Secondary Index in Teradata provides an alternate path to retrieve the data. It is used only for data retrieval and it has nothing to do with data distribution. For data distribution, Teradata use PRIMARY INDEX. So why do we need Secondary Index , when Primary Index is available for Data Storage as well as Data Retrieval ? There may be some situations when the query may not be using Primary Index column for data retrieval. In such cases, data retrieval will be very slow. In such situations we can create Secondary Index on such columns which are not part of PRIMARY Index however are used very often in JOIN conditions or other conditions for data retrieval. Like PRIMARY INDEX, we have two types of SECONDARY Index too:
Unique Secondary Index
CREATE UNIQUE INDEX [COLUMN_NAME] ON TABLENAME;
Non-Unique Secondary Index
CREATE INDEX [COLUMN_NAME] ON TABLENAME;
Creating SECONDARY INDEX may help in performance optimisation however it also comes at some cost in terms of resources. Whenever a SECONDARY index is created on table , a subtable is created on all the AMPs which hold following information:
SECONDARY INDEX VALUE || SECONDARY INDEX ROW_ID || PRIMARY INDEX ROW_ID
So whenever we query using column defined as SECONDARY INDEX, all AMP's are asked to check for their sub-table if they hold that value. If yes, then AMPs retrieve the corresponding PRIMARY INDEX row_id from their subtable. Then the AMP holding the PRIMARY INDEX row_id is asked to retrieve respective records. Hence, Data Retrieval via Secondary Index is always 2 AMP or more AMP operation. For NUSI [Non Unique Secondary Index] subtable is created in the same AMP holding the PRIMARY row_id. However for USI[Unique Secondary Index], subtables hold the information about rows of different AMPs. Secondary Index avoids FULL TABLE scan. However one should collect STATS on Secondary Index columns in order to allow Optimizer to use Secondary Index and not Full Table Scan.

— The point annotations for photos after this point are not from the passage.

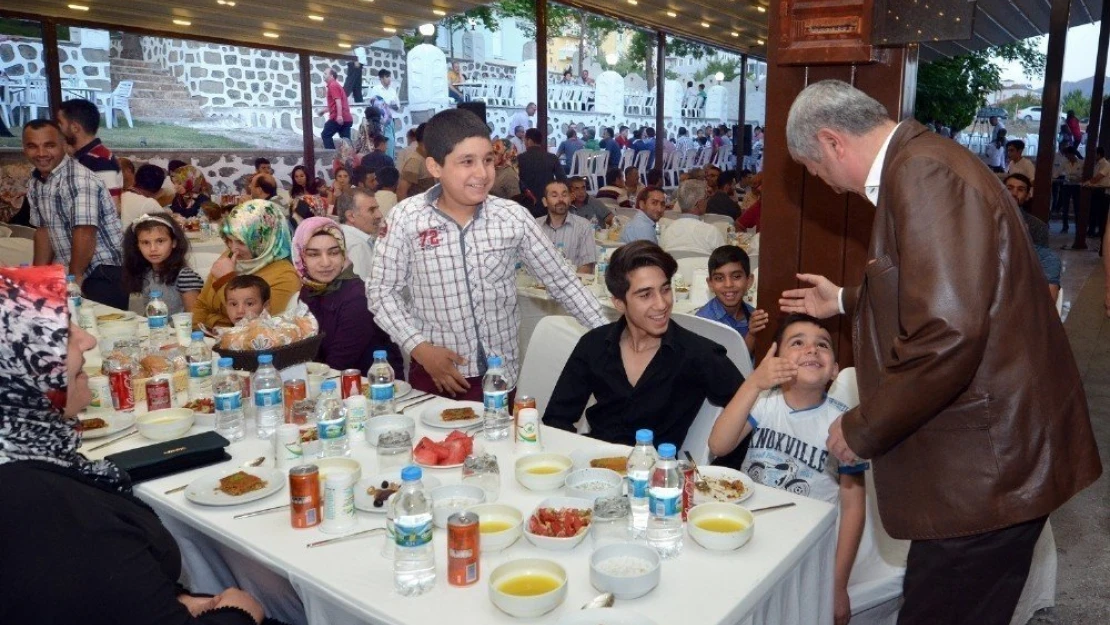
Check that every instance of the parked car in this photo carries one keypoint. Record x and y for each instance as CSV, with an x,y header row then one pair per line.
x,y
1032,113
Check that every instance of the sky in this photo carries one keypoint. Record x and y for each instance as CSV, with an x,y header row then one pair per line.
x,y
1078,57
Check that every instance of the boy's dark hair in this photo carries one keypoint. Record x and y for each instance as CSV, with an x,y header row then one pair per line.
x,y
387,177
450,128
727,254
150,178
250,281
83,112
135,265
634,255
798,318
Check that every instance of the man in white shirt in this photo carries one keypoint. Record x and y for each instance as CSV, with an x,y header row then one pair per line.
x,y
688,232
572,234
140,200
361,220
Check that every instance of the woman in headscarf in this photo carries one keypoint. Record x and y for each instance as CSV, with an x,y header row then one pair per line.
x,y
337,299
80,548
192,191
507,181
259,242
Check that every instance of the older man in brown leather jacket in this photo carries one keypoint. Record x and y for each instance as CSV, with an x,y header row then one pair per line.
x,y
971,406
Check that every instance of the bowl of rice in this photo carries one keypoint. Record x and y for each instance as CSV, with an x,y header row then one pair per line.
x,y
626,570
594,483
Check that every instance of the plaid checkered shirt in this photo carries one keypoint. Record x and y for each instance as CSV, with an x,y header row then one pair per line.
x,y
462,280
70,197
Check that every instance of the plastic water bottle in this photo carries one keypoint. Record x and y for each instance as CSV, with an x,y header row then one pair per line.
x,y
665,504
266,387
495,396
158,320
381,385
331,422
229,403
413,555
638,470
200,369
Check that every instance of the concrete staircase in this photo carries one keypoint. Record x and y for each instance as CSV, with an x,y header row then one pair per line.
x,y
157,96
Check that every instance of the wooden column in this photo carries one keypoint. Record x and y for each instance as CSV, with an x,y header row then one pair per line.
x,y
53,67
542,68
807,228
661,87
1050,103
308,133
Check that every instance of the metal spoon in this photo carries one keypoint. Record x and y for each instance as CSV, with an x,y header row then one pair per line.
x,y
254,462
604,600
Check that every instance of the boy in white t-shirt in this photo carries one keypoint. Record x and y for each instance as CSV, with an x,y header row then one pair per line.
x,y
784,402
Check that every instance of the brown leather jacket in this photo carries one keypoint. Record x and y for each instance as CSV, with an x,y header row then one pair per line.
x,y
971,406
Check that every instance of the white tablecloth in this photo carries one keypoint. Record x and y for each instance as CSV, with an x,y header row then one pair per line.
x,y
783,575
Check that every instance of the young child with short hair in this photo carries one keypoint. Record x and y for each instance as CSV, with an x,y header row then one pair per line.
x,y
246,295
456,249
729,280
785,403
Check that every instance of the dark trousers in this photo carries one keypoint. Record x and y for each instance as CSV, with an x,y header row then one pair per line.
x,y
331,129
106,285
968,581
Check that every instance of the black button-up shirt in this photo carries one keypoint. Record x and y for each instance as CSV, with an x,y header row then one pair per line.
x,y
687,370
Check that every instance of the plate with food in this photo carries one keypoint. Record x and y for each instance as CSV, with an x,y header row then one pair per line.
x,y
614,457
447,453
233,486
98,425
723,484
372,494
451,415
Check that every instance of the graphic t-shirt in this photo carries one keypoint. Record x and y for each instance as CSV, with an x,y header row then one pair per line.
x,y
788,449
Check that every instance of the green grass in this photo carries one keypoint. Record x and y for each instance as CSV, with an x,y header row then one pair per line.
x,y
157,135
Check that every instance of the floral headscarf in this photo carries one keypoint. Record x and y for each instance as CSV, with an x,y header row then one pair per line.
x,y
191,180
309,229
32,375
261,225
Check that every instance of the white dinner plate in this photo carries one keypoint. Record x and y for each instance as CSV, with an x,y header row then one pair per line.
x,y
117,422
430,414
582,457
364,501
604,616
205,490
723,472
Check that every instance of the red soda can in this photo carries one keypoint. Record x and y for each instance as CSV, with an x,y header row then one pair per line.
x,y
687,470
463,548
159,395
119,381
293,391
351,383
305,502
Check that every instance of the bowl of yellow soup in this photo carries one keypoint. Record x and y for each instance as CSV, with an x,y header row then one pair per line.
x,y
165,424
543,472
498,526
527,588
719,526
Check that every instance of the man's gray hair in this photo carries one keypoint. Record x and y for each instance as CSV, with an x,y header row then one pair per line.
x,y
689,193
833,104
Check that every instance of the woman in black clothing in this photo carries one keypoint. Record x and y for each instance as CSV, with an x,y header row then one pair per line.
x,y
78,546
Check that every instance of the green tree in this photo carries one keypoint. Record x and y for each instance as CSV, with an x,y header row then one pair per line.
x,y
950,91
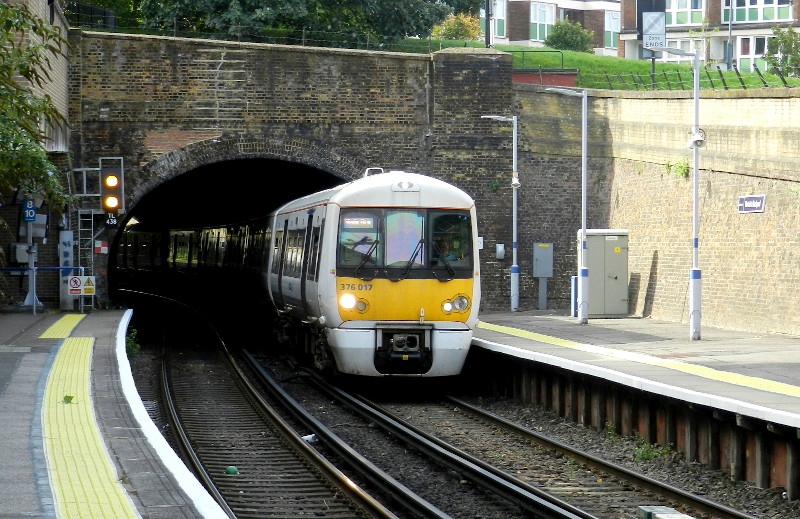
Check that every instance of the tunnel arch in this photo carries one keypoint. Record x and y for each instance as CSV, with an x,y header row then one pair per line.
x,y
229,147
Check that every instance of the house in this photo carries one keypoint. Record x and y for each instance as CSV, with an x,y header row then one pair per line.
x,y
707,25
526,22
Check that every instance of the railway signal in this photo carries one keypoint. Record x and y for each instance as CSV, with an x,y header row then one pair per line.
x,y
111,191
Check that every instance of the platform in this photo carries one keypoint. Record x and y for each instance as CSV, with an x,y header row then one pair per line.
x,y
754,375
77,441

Advantages of Secondary Index
- Avoids FULL Table Scan by providing alternate data retrieval path.
- Enhances performances.
- Can be dropped and created anytime.
- A table may have multiple Secondary Index defined where as only one Primary Index is permissible.
Disadvantages of Secondary Index
- Needs extra storage space for SUBTABLE.
- Needs extra I/O to maintain SUBTABLE.
- Collect STATS is required in order to avoid FULL TABLE SCAN.
Drop Secondary Index
DROP INDEX [COLUMN_NAME] ON TABLENAME;